NOW WE COME TO THAT PART OF THE SONG
THAT ALWAYS SEEMS TO GO ON FOR SO LONG
WE DON’T MIND IF YOU WANT TO NOD OFF
COS THE BASS PLAYER’S ABOUT TO SHOW OFF. GO

So if you can’t...And if you can’t...GO PLAY BASS

Even the drummer’s doin’ it!


Okay, so it's a lot better with the actual music.

02 October, 2006

Don't Take It Personally #5

So many manuscripts, so few agents. Getting representation is just as hard as getting published, it seems, nowadays, so thank God for enterprises like Macmillan New Writing, where a publisher has dared to move with the times by allowing unsolicited subs by the lowest of the lowest, the unclean 'writers without an agent' sect (although if you have got an agent, that's okay too...). Plus, you submit via email and everything gets read. Not many publishing houses can make that claim.
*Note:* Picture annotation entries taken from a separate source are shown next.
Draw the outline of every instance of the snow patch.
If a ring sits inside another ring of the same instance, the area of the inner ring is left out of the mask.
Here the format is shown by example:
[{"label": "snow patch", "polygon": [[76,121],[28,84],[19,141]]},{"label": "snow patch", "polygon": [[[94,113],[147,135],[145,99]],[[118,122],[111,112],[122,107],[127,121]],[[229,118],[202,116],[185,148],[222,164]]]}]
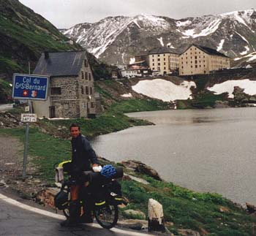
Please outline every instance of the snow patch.
[{"label": "snow patch", "polygon": [[134,64],[135,62],[135,58],[129,58],[129,64]]},{"label": "snow patch", "polygon": [[198,37],[203,37],[211,34],[214,33],[219,28],[219,24],[221,23],[221,20],[217,19],[216,20],[213,20],[210,23],[208,27],[201,31],[199,34],[195,34],[195,28],[191,28],[185,31],[182,34],[185,36],[189,36],[192,38],[196,38]]},{"label": "snow patch", "polygon": [[141,28],[141,27],[140,26],[140,25],[138,23],[136,20],[134,20],[133,22],[137,25],[138,27],[139,27],[139,28]]},{"label": "snow patch", "polygon": [[122,96],[122,97],[132,97],[132,94],[131,93],[124,94],[121,95],[121,96]]},{"label": "snow patch", "polygon": [[245,46],[245,51],[240,53],[240,55],[246,55],[248,52],[249,51],[249,48],[248,46]]},{"label": "snow patch", "polygon": [[180,21],[180,20],[178,20],[178,21],[176,21],[176,26],[177,27],[187,26],[188,25],[190,25],[191,23],[192,23],[192,21],[189,20],[187,20],[186,21]]},{"label": "snow patch", "polygon": [[252,56],[252,57],[246,61],[246,62],[249,62],[252,61],[256,60],[256,55]]},{"label": "snow patch", "polygon": [[159,40],[159,42],[160,42],[162,47],[165,46],[164,42],[162,42],[162,37],[157,39],[157,40]]},{"label": "snow patch", "polygon": [[218,47],[217,47],[217,51],[218,52],[220,51],[222,49],[224,42],[225,42],[225,39],[220,40],[219,45]]},{"label": "snow patch", "polygon": [[141,80],[132,86],[132,88],[138,94],[164,102],[170,102],[192,98],[191,87],[196,87],[194,82],[184,81],[181,85],[176,85],[170,81],[155,79]]},{"label": "snow patch", "polygon": [[175,47],[173,46],[173,45],[172,45],[171,42],[168,42],[168,43],[166,45],[166,46],[167,46],[167,47],[170,47],[170,48],[175,48]]},{"label": "snow patch", "polygon": [[222,83],[218,83],[212,87],[208,87],[207,89],[214,92],[216,94],[221,94],[223,93],[228,93],[228,97],[230,99],[234,98],[234,95],[232,94],[234,91],[234,87],[238,86],[241,88],[244,88],[244,93],[249,95],[256,94],[256,81],[249,80],[227,80]]},{"label": "snow patch", "polygon": [[246,42],[247,42],[249,44],[249,42],[247,41],[247,39],[244,36],[241,35],[239,33],[238,33],[236,31],[236,33],[237,34],[238,34],[243,39],[244,41],[245,41]]}]

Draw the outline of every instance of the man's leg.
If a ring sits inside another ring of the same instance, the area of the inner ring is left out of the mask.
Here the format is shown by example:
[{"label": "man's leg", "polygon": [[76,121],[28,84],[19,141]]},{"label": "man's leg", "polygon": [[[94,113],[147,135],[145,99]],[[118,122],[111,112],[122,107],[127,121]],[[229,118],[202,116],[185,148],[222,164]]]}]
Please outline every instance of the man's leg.
[{"label": "man's leg", "polygon": [[80,217],[80,222],[82,223],[92,223],[94,221],[92,218],[92,210],[93,210],[93,201],[91,196],[89,194],[86,187],[89,185],[89,182],[86,182],[84,186],[81,188],[81,194],[85,199],[84,205],[83,206],[83,214]]},{"label": "man's leg", "polygon": [[78,192],[80,186],[72,186],[70,188],[71,202],[69,204],[69,217],[61,223],[63,227],[74,227],[79,223],[80,217],[80,203],[78,200]]}]

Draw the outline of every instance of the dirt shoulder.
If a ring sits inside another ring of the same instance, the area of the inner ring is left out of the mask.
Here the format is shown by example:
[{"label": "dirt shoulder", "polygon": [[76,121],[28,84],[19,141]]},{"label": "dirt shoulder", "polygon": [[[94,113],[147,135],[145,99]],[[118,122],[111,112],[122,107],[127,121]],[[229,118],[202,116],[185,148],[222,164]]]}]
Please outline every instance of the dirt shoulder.
[{"label": "dirt shoulder", "polygon": [[23,155],[23,145],[18,139],[0,135],[0,188],[12,189],[20,197],[31,198],[46,183],[33,178],[34,169],[29,164],[27,178],[22,179]]}]

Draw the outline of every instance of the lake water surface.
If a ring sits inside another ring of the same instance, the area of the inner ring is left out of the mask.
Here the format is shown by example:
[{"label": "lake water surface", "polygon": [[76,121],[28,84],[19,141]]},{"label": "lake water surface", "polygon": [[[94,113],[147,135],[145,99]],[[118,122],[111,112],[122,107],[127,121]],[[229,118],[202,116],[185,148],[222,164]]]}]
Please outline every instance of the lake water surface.
[{"label": "lake water surface", "polygon": [[155,126],[138,126],[91,141],[108,159],[136,159],[166,180],[256,205],[256,108],[129,113]]}]

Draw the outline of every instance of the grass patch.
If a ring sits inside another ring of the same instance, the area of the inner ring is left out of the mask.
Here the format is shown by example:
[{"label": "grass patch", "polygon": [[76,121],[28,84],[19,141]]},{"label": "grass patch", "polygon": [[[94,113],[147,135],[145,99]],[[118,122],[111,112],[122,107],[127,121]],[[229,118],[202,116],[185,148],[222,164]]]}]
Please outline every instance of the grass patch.
[{"label": "grass patch", "polygon": [[[147,214],[148,200],[153,198],[159,201],[163,205],[165,220],[174,223],[169,228],[171,232],[192,229],[212,235],[253,235],[256,218],[219,194],[196,193],[171,183],[144,178],[151,185],[132,180],[121,182],[123,192],[130,199],[129,208],[140,209]],[[228,212],[221,212],[220,207]]]}]

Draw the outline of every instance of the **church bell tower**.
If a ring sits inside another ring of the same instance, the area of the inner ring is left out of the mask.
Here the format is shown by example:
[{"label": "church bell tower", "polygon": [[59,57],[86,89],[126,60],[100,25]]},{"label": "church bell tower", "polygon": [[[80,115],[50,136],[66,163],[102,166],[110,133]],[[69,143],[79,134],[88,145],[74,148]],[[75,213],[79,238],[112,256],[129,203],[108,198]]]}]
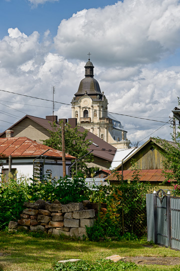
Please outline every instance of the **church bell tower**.
[{"label": "church bell tower", "polygon": [[[126,131],[123,130],[120,122],[116,120],[115,122],[113,118],[108,116],[108,100],[94,78],[94,67],[90,61],[90,53],[88,54],[89,58],[84,66],[85,78],[80,81],[71,102],[72,118],[77,118],[78,126],[88,130],[116,148],[128,148],[129,144],[124,140]],[[114,123],[116,125],[118,124],[118,127],[114,128]],[[122,144],[118,142],[120,140],[123,140]]]}]

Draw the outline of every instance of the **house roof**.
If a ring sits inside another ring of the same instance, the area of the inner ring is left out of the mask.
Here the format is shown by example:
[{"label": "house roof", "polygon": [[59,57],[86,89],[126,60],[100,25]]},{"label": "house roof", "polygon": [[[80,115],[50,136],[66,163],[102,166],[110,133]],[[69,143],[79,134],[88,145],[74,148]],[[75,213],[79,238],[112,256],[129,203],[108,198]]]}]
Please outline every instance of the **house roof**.
[{"label": "house roof", "polygon": [[[48,150],[44,156],[50,157],[62,158],[62,152],[43,145],[26,136],[22,138],[0,138],[0,153],[6,156],[12,157],[34,156],[42,154]],[[75,158],[66,154],[66,159]]]},{"label": "house roof", "polygon": [[[13,130],[14,127],[16,126],[18,124],[20,124],[21,122],[24,120],[26,118],[30,118],[30,120],[32,120],[35,122],[36,122],[37,124],[40,124],[40,126],[44,128],[46,130],[52,130],[52,128],[50,125],[50,124],[52,124],[52,120],[46,120],[46,118],[39,118],[38,116],[30,116],[30,115],[26,115],[24,116],[22,118],[18,120],[18,122],[16,122],[14,124],[12,124],[12,126],[10,126],[10,127],[6,130]],[[56,124],[56,125],[58,127],[60,126],[58,124]],[[5,134],[6,134],[6,130],[0,134],[0,136],[2,136]]]},{"label": "house roof", "polygon": [[[164,182],[165,180],[165,177],[162,176],[162,170],[140,170],[140,182]],[[132,180],[133,170],[126,170],[123,171],[124,180]],[[117,174],[119,175],[119,179],[117,177]],[[109,181],[120,180],[122,172],[121,170],[116,172],[116,174],[112,174],[106,178]],[[176,182],[175,180],[171,180]]]},{"label": "house roof", "polygon": [[[12,125],[7,130],[13,130],[13,128],[20,124],[22,120],[26,118],[29,118],[38,124],[39,125],[43,127],[46,130],[52,130],[52,127],[50,124],[52,124],[52,122],[46,120],[46,118],[39,118],[38,116],[34,116],[30,115],[26,115],[24,118],[20,120],[16,124]],[[57,127],[60,126],[58,124],[56,124]],[[83,127],[79,127],[79,130],[80,132],[84,132],[85,130]],[[2,136],[6,133],[6,131],[0,134],[0,136]],[[96,136],[94,134],[90,132],[88,132],[88,136],[86,138],[89,139],[92,142],[98,146],[98,147],[94,146],[94,144],[92,144],[90,146],[90,150],[93,150],[92,154],[97,157],[102,158],[108,162],[112,162],[114,156],[116,153],[116,148],[106,141],[102,140],[97,136]]]},{"label": "house roof", "polygon": [[136,148],[118,148],[114,156],[112,162],[110,165],[110,170],[114,170],[120,164],[121,164],[122,160],[126,157],[128,158],[128,156],[131,154],[134,154],[136,150]]},{"label": "house roof", "polygon": [[[79,127],[79,131],[81,132],[84,132],[85,130],[83,127]],[[94,150],[92,154],[94,156],[109,162],[112,161],[116,150],[116,148],[90,132],[88,132],[86,139],[89,139],[92,142],[98,146],[96,146],[94,144],[90,146],[90,150]]]},{"label": "house roof", "polygon": [[[127,157],[127,158],[126,158],[123,162],[123,163],[124,164],[126,162],[126,161],[128,161],[129,159],[131,159],[131,158],[134,156],[136,154],[137,154],[138,152],[140,152],[141,150],[144,148],[144,146],[146,146],[146,145],[147,144],[148,144],[150,142],[154,142],[154,144],[156,144],[156,145],[158,145],[158,146],[159,146],[160,148],[162,148],[162,146],[160,145],[160,142],[158,142],[155,139],[152,138],[150,138],[150,139],[148,140],[148,141],[146,141],[146,142],[145,142],[145,143],[144,144],[143,144],[143,145],[142,145],[142,146],[140,146],[140,147],[138,148],[136,148],[136,150],[132,154],[130,154],[130,155],[128,156],[128,157]],[[170,144],[172,144],[172,146],[175,146],[175,145],[176,144],[172,142],[171,142],[171,141],[170,141],[170,142],[168,142]],[[118,166],[116,166],[116,168],[114,170],[118,170],[118,168],[120,168],[121,166],[122,166],[122,162],[120,162],[120,164]]]}]

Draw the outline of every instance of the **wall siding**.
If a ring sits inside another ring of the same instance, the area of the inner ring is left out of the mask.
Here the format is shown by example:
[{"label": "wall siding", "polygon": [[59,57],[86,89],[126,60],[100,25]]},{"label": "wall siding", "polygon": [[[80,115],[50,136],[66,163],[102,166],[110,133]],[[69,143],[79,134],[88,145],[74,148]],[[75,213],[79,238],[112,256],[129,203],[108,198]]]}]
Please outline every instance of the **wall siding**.
[{"label": "wall siding", "polygon": [[[150,150],[152,144],[149,142],[140,152],[133,156],[137,165],[140,170],[162,170],[164,169],[162,162],[164,160],[158,149]],[[123,166],[124,170],[132,170],[132,159],[125,162]]]}]

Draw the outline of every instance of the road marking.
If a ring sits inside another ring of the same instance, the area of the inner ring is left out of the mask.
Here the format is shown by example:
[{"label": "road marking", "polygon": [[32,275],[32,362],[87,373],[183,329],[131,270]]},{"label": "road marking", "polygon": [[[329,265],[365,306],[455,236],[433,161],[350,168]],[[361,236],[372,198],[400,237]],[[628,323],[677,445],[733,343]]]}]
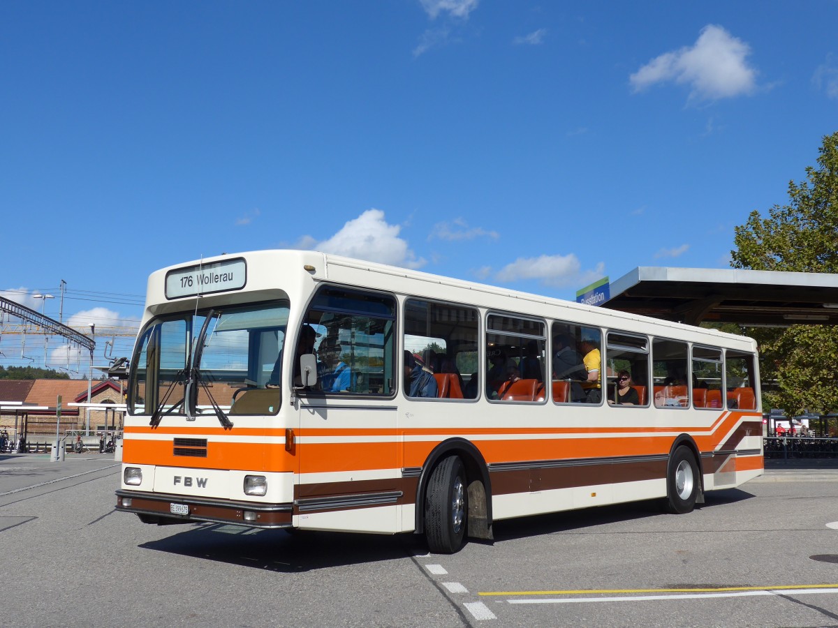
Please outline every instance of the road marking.
[{"label": "road marking", "polygon": [[838,589],[838,584],[777,584],[763,587],[712,587],[679,589],[573,589],[556,591],[481,591],[478,595],[604,595],[608,594],[628,595],[633,593],[725,593],[728,591],[793,591],[800,589]]},{"label": "road marking", "polygon": [[463,605],[468,612],[472,614],[478,621],[483,621],[484,620],[496,620],[497,617],[494,616],[494,613],[489,610],[489,607],[483,602],[466,602]]},{"label": "road marking", "polygon": [[838,589],[774,589],[758,591],[736,591],[728,593],[671,594],[668,595],[625,595],[610,598],[551,598],[507,600],[510,604],[587,604],[589,602],[642,602],[649,600],[701,600],[703,598],[742,598],[759,595],[806,595],[814,593],[838,593]]},{"label": "road marking", "polygon": [[447,589],[449,593],[468,593],[468,589],[458,582],[443,582],[442,586]]},{"label": "road marking", "polygon": [[112,469],[115,466],[122,466],[122,464],[108,465],[107,466],[102,466],[99,469],[91,469],[89,471],[82,471],[81,473],[76,473],[75,476],[65,476],[64,477],[56,477],[54,480],[47,480],[46,481],[39,482],[38,484],[33,484],[31,486],[23,486],[22,488],[16,488],[13,491],[7,491],[4,493],[0,493],[0,497],[4,497],[7,495],[12,495],[13,493],[19,493],[22,491],[28,491],[30,488],[39,488],[41,486],[45,486],[48,484],[54,484],[55,482],[64,481],[65,480],[72,480],[73,478],[81,477],[82,476],[86,476],[90,473],[96,473],[101,471],[105,471],[106,469]]}]

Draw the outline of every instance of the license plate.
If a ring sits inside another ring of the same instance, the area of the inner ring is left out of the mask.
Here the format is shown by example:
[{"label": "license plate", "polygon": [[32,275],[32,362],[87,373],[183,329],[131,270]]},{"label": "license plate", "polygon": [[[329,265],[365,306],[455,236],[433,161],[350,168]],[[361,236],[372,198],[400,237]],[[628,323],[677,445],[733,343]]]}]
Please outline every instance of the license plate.
[{"label": "license plate", "polygon": [[173,515],[188,515],[189,514],[189,504],[169,504],[169,512]]}]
Speaking from personal experience, and to paraphrase the man in the eye laser surgery advert, 'I highly recommend it.'

Anyway, the man at the Helm of MNW is the enthusiastic and utterly charming Will Atkins. He's a top banana kind of a guy who had this to say on the subject of instant rejection:

As for opening lines that would make me pass on something promptly – well, I try not to reject anything solely because of its opening (unless it’s really exceptionally offensive), but for what it’s worth . . . conventional Creative Writing wisdom seems to say it’s a good idea to start with a line of “intriguing” dialogue to draw the reader in. This device sometimes works brilliantly, but in my view it tends to be overused, and if done clumsily can be very off-putting.

Synopses – conciser the better.

So, all you people who binned your opening lines of dialogue on the advice of Steven Pirie (from an earlier insight into rejection at this very site) can send your manuscripts off to MNW - your foresight will do you proud!

Bonus points for anyone who can come up with an exceptionally offensive opening line. Something about corpse kissing or keeping babies in cages should cut the mustard.